Combine both flour , salt, chilli and turmeric powder and oil. Add water by a tablespoon in each interval until you make firm dough. Keep covered for 20-25 minutes or until you see white spots on the surface of dough.
Meanwhile preheat oven gas mark 5. Grind all the filling ingredients in a blender except oil and tamarind chutney. At this stage filling is quite dry, add oil and 1-2 tbsp. tamarind chutney and bring mixture together.
by doing this filling will be little moist, (but not very moist) and won't fell out while you're handling the Bhakarwadi.
Divide the dough into equal portions and roll out into a large thin chapatti ( round disk ).

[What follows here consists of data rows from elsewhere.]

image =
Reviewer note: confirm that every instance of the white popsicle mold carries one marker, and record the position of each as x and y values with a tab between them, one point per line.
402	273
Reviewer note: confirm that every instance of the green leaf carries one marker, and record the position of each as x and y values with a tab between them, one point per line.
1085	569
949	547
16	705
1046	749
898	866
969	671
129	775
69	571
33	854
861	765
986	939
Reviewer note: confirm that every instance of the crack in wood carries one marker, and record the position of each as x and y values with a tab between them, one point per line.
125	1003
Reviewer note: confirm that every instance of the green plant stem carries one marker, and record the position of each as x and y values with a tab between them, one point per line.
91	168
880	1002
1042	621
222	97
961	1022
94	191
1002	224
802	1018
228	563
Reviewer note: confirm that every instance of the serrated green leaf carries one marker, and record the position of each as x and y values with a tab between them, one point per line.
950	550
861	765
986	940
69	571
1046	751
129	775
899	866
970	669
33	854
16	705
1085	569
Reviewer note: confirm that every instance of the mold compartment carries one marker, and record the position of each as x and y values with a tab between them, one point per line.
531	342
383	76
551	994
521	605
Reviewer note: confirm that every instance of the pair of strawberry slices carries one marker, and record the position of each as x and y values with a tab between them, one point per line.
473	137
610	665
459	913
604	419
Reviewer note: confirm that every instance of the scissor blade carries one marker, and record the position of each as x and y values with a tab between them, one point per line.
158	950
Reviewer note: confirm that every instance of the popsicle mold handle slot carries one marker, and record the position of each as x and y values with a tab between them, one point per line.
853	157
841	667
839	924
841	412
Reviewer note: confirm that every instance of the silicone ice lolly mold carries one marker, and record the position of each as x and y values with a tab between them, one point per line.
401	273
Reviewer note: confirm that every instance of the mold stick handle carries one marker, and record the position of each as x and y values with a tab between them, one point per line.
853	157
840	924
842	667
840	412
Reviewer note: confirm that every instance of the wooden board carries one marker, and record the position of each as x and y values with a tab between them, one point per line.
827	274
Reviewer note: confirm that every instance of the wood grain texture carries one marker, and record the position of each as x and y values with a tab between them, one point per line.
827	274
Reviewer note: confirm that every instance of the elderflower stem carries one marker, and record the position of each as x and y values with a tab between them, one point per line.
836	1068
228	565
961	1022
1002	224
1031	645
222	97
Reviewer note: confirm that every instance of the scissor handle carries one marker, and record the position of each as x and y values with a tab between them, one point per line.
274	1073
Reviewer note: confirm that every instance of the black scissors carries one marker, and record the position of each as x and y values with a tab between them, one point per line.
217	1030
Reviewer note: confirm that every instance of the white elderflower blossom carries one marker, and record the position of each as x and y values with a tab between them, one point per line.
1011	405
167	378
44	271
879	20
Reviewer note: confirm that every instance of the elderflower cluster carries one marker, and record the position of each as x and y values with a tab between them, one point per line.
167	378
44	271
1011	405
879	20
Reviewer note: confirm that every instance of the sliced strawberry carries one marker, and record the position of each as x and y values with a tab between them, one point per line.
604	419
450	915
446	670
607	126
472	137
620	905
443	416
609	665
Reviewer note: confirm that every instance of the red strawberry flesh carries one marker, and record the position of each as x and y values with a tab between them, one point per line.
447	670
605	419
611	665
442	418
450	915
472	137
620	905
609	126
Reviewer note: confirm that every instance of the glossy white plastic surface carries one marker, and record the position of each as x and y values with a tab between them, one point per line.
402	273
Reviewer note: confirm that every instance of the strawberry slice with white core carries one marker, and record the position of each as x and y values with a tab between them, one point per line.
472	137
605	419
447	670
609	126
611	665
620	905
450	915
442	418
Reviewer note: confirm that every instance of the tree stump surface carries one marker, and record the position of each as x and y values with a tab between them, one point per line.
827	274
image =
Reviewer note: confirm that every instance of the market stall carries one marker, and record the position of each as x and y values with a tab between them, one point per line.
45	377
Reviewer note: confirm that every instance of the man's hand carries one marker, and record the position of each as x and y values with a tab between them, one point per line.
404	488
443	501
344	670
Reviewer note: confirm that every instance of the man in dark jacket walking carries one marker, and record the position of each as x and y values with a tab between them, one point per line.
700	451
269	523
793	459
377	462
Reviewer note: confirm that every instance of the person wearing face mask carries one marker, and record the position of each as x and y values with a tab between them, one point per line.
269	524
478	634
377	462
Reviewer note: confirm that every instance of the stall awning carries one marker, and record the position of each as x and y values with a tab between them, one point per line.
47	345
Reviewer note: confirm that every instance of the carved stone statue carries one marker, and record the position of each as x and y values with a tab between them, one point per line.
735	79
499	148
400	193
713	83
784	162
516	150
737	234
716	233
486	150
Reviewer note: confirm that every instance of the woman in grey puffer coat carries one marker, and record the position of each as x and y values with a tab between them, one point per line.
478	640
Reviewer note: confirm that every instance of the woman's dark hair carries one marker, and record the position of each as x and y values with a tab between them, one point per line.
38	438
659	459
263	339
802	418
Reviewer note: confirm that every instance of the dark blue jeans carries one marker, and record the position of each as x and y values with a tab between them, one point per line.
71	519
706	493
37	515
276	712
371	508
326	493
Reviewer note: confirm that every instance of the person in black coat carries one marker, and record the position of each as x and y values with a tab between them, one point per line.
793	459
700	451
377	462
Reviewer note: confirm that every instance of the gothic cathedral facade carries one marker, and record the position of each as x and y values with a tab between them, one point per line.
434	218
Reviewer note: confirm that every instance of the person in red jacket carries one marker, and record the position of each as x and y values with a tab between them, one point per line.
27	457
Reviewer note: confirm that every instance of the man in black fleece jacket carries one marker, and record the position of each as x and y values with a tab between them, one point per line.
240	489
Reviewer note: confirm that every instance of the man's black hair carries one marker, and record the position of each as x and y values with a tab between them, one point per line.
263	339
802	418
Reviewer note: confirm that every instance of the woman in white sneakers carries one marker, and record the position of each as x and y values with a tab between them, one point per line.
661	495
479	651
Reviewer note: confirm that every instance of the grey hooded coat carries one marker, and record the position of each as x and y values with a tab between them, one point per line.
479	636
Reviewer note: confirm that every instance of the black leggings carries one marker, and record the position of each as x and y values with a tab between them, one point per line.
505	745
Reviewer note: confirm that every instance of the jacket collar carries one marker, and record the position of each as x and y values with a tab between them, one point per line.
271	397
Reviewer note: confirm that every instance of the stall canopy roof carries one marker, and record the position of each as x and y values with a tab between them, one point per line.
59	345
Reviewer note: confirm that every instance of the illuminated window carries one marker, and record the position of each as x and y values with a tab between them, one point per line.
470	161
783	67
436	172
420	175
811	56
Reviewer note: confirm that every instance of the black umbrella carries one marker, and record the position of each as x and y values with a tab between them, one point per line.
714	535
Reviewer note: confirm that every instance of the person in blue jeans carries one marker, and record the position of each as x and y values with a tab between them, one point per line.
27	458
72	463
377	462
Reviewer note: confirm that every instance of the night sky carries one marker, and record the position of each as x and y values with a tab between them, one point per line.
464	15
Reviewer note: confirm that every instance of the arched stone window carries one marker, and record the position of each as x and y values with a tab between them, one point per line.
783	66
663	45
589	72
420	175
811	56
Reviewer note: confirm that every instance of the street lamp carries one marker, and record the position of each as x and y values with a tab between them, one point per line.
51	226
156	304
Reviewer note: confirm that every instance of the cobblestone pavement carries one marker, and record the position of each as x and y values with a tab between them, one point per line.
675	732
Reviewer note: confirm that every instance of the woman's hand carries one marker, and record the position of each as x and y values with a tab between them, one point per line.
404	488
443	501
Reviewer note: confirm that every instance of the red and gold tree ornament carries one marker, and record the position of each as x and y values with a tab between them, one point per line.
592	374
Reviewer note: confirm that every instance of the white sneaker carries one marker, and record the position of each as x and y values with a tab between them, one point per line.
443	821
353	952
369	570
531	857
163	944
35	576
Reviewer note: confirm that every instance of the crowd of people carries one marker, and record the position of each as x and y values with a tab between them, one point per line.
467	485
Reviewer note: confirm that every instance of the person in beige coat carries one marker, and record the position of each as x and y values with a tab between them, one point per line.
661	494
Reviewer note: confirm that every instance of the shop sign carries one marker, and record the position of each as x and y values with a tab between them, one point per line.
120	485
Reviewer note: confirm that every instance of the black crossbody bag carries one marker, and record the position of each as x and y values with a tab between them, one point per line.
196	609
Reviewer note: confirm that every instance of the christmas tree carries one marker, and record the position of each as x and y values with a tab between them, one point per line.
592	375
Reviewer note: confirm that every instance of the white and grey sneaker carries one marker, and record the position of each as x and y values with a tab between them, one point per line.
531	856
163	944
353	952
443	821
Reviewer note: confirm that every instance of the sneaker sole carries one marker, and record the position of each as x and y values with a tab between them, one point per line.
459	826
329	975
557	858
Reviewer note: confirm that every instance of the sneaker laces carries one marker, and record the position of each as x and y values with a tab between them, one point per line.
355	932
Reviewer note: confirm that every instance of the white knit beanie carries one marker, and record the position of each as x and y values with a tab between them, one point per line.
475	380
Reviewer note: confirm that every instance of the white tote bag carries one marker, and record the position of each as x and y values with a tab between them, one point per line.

Spread thinly very little tamarind chutney and filling over each chapatti, and gently press with the spoon. Do not spread it all the way to the edge and do not over stuff either.
Take very little water and lemon juice mix, and apply with your finger on the edge of the chapatti. This method will help to stick and seal the edges nicely.
Now fold the 1/4 inch of left and right of chapatti over stuffing gently but tightly roll the chapatti into cylinder shape, making sure no stuffing oozing out or your nails don't dig into dough and make holes :)
Cut into 1" or 1.5" bite size pieces.
Take little oil and grease baking tray. Place cut Bhakarwadi pieces onto greased baking tray.
Now brush the oil top of the placed Bhakarwadi thinly and bake about 20 minutes.
After 20 minutes turn the baking tray otherside, and bake further 10-12 minutes until they are brown and crispy.
Let it cool completely at room temperature.
Serve with tea or any cold drinks.
Store in an airtight container if there is leftovers.